Detail dan Warna Sangat Akurat
Saat pengujian foto, kamera utama memberikan white balance yang sangat akurat. Perenderan warna terlihat memuaskan mata. Selain itu, kamera mampu menyeimbangkan detail dan noise dengan sangat baik.
DXOMARK memberikan skor tinggi untuk penggunaan di luar ruangan (172) dan di dalam ruangan (161). Fotografi potret juga menjadi sorotan kuat, meraih skor 155. Perangkat ini unggul dalam perenderan warna kulit yang baik dan detail wajah yang tinggi.
Hambatan Vital: Video dan Konsistensi Zoom
Meskipun kuat dalam foto, aspek-aspek inilah yang menghambat Xiaomi 17 Pro Max untuk masuk ke jajaran elit. Kelemahan teknis pada dua area tersebut mencegah perangkat ini mencatatkan skor total yang lebih tinggi.
Stabilitas dan Noise Video Menjadi Titik Lemah
Performa perekaman video adalah segmen di mana Xiaomi 17 Pro Max Kamera tertinggal jauh. Skor Video yang didapatkan hanya 146. Exposure dan dynamic range memang tampak baik dalam kondisi cerah. Namun, stabilisasi video terbukti lebih lemah daripada yang diharapkan dari sebuah ponsel flagship.
Penguji menemukan adanya guncangan kamera yang terlihat jelas, bahkan saat pengguna merekam sambil berdiri diam. Selain itu, transisi white balance cenderung tidak stabil. Noise mulai mengganggu kualitas video secara signifikan saat perekaman dilakukan dalam kondisi minim cahaya.

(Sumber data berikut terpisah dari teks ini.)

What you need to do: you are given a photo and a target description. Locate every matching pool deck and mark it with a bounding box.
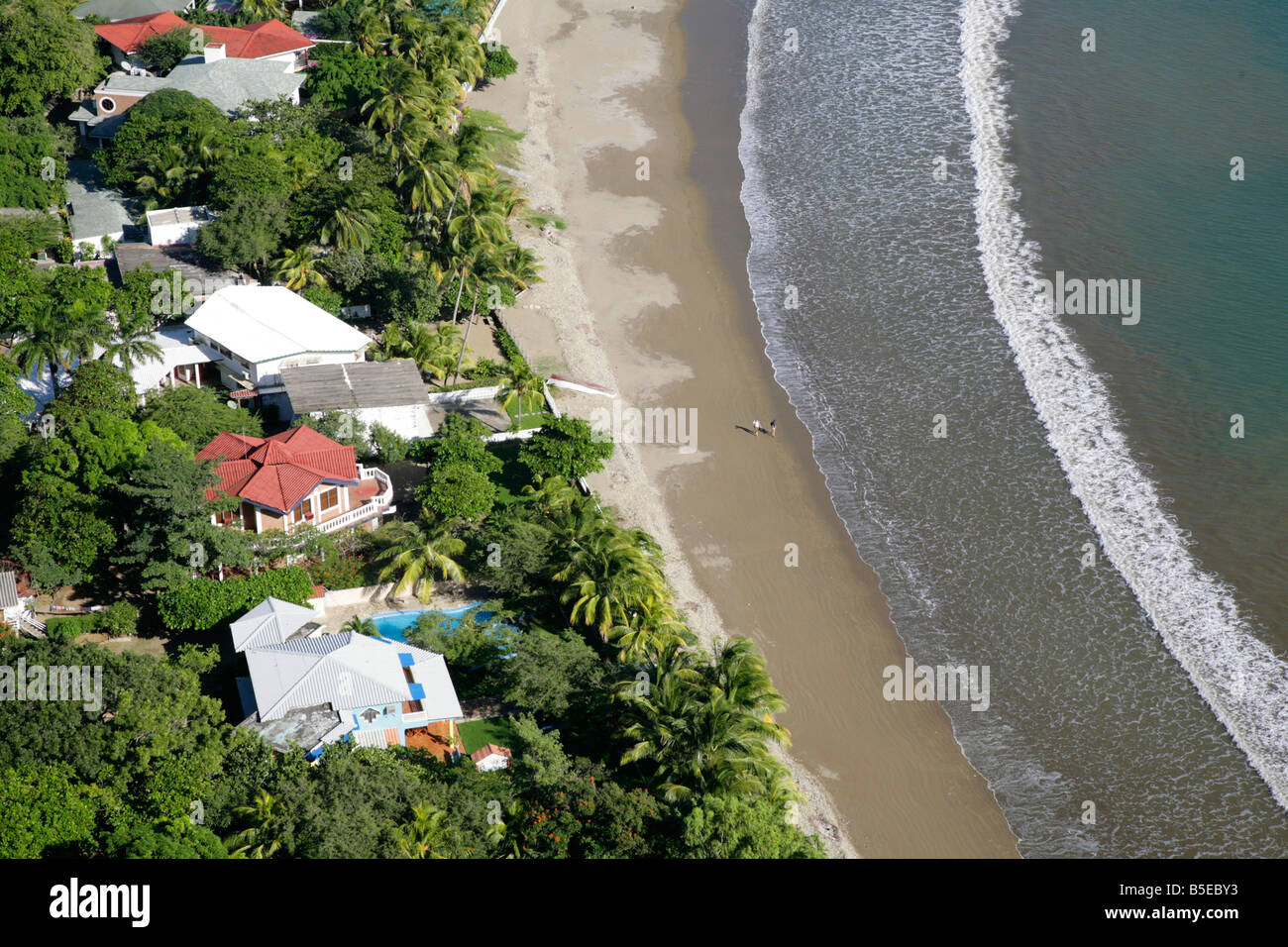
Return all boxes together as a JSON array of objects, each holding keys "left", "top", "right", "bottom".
[{"left": 319, "top": 583, "right": 486, "bottom": 634}]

Inkonsistensi Performa Zoom
Performa zoom pada perangkat ini juga tergolong beragam. Lensa telefoto optik 5x memberikan keunggulan di focal length yang sangat panjang. Namun, zoom jarak menengah justru mengandalkan cropping dari sensor utama.
Akibatnya, detail pada zoom jarak menengah lebih rendah dibandingkan pesaing yang beralih ke kamera telefoto lebih awal. Pada tingkat zoom ekstrem, pemrosesan berbasis AI (Artificial Intelligence) justru menimbulkan tekstur gambar yang terlihat tidak alami.
Analisis Akhir Peringkat Xiaomi di Pasar Flagship
Secara keseluruhan, Xiaomi 17 Pro Max Kamera menawarkan hasil yang sangat baik, terutama bagi pengguna yang memprioritaskan fotografi diam. Performa kualitas foto, warna, dan detailnya berada di level premium.
Namun, kekurangan yang menonjol pada kualitas stabilisasi video, noise video di kondisi gelap, dan inkonsistensi zoom mencegah perangkat ini bersaing langsung dengan para pemimpin pasar. Hasilnya, meskipun performa hardware kuat, DXOMARK menempatkan Xiaomi 17 Pro Max hanya di posisi ke-13 dalam peringkat kamera smartphone global.